There was no inevitability that these contradictions would escalate into war. Proof of this are about 40 years of peace, which, despite all the dangers, has reigned in Europe since the Franco-Prussian war of 1870-1871. and the Russian-Turkish war of 1877-1878. The main prerequisite for maintaining peace was broad international cooperation in all areas of life: economics, politics, culture. A dense network of railways connected the most remote corners of Europe and for the first time really brought them together. State borders have become more transparent than ever. All this facilitated the circulation of capital, goods, people, information.

Before the big powers and small countries at the beginning of the 20th century. prospects of unprecedented prosperity opened up. This made it meaningless to use military force to resolve conflicts between them. There were also political and legal guarantees against the outbreak of wars. At the domestic level, this was expressed in strengthening parliamentarism, expanding the freedoms and rights of citizens, strengthening their control over the government, and at the level of international relations - in concluding agreements between countries. Of great importance were the conventions signed in The Hague in 1899 and 1907, which determined the legal mechanisms for resolving international conflicts, in particular by referring them to a special court. It seemed to many at that time that the time was not far off when legal norms would finally triumph over brute force as a decisive argument in disputes not only between people, but also between countries.
If the world war nevertheless began, it is not because the mechanisms for reaching compromises turned out to be ineffective. At a critical moment, the powers themselves, on whom the preservation of peace depended in the first place, did not want to use them. It is difficult to see in this a misunderstanding or an accident. That was a deliberate step, dictated by the goals pursued by their governments and which were obviously unattainable by peaceful means, since they conflicted with the international legal order itself and infringed on the legitimate interests of other countries and peoples.

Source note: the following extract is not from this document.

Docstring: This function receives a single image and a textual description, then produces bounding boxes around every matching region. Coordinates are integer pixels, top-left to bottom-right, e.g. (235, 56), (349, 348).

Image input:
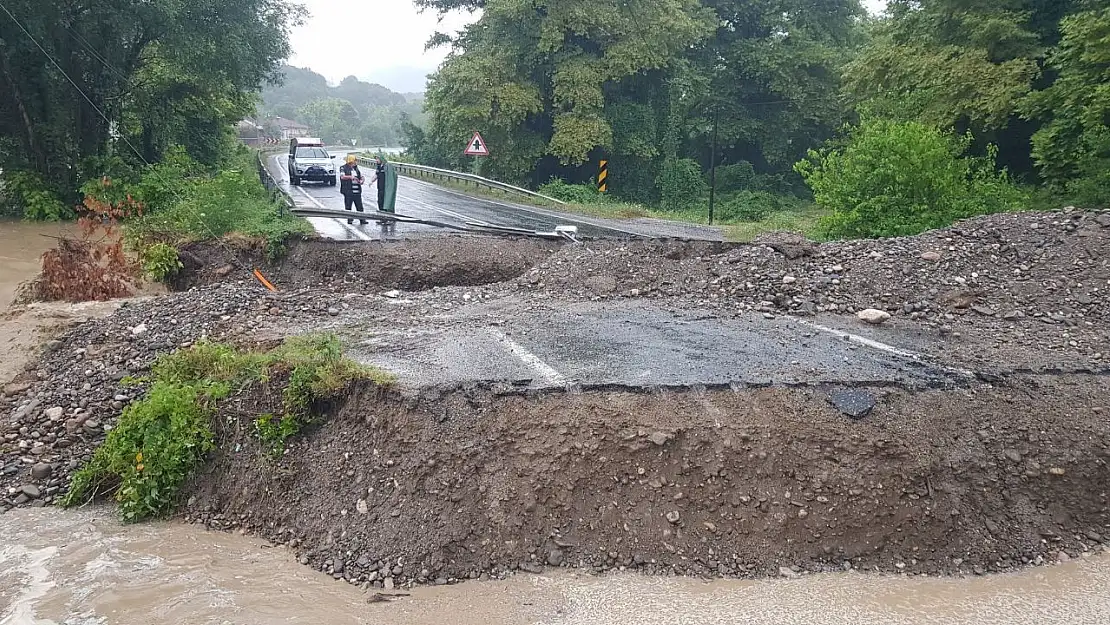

It would not be an exaggeration to say that the World War was a continuation of the policy of territorial conquest pursued by the major powers. Such a policy has long been called imperialist, because it led to the formation of multinational and colonial empires. By the beginning of the XX century. the world was largely divided between them. In the vastness of Central and Eastern Europe, inhabited by dozens of multilingual peoples, three monarchies dominated: German, Austro-Hungarian and Russian. The possessions of the latter extended to the eastern tip of the Asian continent. Almost all of Africa, South and Southeast Asia, lands in other parts of the world became the prey of the colonialists of Great Britain, France, Portugal, Germany, Italy and other European countries. But such vast possessions by no means tempered their appetite.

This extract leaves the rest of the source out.